Coded gray.

Thursday 5 September 2002

Screenshot DAoC

Pic of the day: Setting up a conflict. (Screenshot from Dark Age of Camelot, strangely enough. There will be no further references to DAoC in the text.)

Defined by others

In the AR forum, we have started a new roleplay. Yes, I have mentioned it. I am not going into any more details about Lightwielders and their wonderful world today. The interesting thing is the way we roleplay. Instead of giving a brief report of our own choice and letting the GM roll dice or something, it is more like a collaborative novel. We write about one or more of the characters, and just keep inside the limitations given in the character definitions (which are themselves descriptive rather than numeric). For instance, a Lightwielder cannot fly, to the best of my knowledge, so it would be bad to write him flying. I extend similar consideration to the other characters.

Even so, there is no helping it: In this way, the character is written differently from what I would have done. And conversely, I write their characters a bit differently from what they would have done. As the story goes on, we can correct errors and get the character back on the road, but sometimes this is hard to do without undoing a plot curve.

For instance, it seems that my character comes across as a "knight in shining armor" out to right wrongs and help damsels in distress. I guess it follows somewhat from the class name (Lightwielder), but it's not something I had thought of. I imagined Glorrus as an introvert mystic, not exactly shy but a bit withdrawn, indecisive and ponderous. The question is how much I should dig in on my principles, and how much I should adapt to expectations.

It's just a game. But the same applies in real life too, for most of us.

***

For instance, people have very specific ideas about my workplace. For those who know where I work, it may be hard to consider me as something very different. But that I am. In this case, I am so digging in. I refuse to be my workplace. It's not illegal or anything, but I don't want it to stick to me. I am not that kind of guy!

People have also some ideas about computer guys. I am not quite that teflon-covered against those stereotypes. I am not quite the classical computer nerd, but I don't really mind if people think so. In reality, I don't have a microwave at home. I've never had a PlayStation, or a remote controlled toy car. And I don't like challenges. (But challenges to others are not always to me, if it's about software I know).

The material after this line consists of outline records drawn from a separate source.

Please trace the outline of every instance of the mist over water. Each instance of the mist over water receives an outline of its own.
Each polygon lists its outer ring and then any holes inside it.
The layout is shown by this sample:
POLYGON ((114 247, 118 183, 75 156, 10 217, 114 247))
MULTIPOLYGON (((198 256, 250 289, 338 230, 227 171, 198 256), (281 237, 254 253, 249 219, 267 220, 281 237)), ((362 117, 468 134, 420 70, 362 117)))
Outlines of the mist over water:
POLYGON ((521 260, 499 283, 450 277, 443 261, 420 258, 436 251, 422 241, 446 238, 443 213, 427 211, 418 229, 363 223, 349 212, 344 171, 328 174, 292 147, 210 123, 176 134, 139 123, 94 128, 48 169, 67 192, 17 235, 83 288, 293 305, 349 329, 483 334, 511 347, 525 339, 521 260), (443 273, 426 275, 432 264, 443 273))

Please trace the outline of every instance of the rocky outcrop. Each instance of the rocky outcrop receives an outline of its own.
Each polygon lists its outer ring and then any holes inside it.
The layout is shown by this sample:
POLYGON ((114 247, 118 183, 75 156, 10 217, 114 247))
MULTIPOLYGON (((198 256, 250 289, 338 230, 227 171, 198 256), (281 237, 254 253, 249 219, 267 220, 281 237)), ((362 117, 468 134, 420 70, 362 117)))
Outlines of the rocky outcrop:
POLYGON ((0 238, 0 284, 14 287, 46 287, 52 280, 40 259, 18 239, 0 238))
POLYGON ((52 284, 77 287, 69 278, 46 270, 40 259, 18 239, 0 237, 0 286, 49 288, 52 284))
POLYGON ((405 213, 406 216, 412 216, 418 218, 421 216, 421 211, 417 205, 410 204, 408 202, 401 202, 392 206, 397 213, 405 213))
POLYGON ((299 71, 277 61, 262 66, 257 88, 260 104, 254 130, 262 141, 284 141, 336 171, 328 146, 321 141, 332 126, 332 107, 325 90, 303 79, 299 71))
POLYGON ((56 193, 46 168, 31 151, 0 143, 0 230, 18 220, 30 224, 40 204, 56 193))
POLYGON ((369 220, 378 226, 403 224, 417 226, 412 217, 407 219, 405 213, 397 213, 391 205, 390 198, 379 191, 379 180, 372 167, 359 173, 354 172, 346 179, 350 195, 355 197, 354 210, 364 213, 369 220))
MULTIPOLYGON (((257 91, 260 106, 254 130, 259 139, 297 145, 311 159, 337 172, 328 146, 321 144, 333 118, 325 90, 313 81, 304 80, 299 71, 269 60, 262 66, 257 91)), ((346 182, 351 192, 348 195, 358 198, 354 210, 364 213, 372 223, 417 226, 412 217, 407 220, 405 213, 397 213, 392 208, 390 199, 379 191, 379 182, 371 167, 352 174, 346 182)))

People certainly have ideas about Christians. In some American milieus especially, but also here in Norway, people assume that as a Christian you have to agree with the spiteful bigots who try to make people miserable in this life in the hope that this will somehow improve their standing in the next. No deal. There's a lot of strange things going on in mainstream Christianity that I simply disapprove of. That doesn't mean I am going to open a sex aid shop in Kristiansand, as a former Christian preacher did today. It's just that to me, it is about other things. But in my absence, people will "play my character" in their heads, with a different behavior from what I do.

Not all Norwegians are the same either. While we do have some cultural heritage in common, we don't agree on all things. And we are definitely not all Social Democrats, despite repeated public claims by prominent Norwegians to that effect. We are all individuals, though! ^_^

I guess I'm trying to say this: We cannot avoid that others make mental pictures (or even movies) of us. We just have to choose how much we accept them and how much we protest them. I hope I shall never become a hollow man who is defined by expectations. But I hope I shall not go back to enjoying controversy for its own sake again, like I did when I was young. You have to choose where to stand your ground – what part of you is worth fighting for.

(And a little bit of exposition never hurts. Write an online journal today!)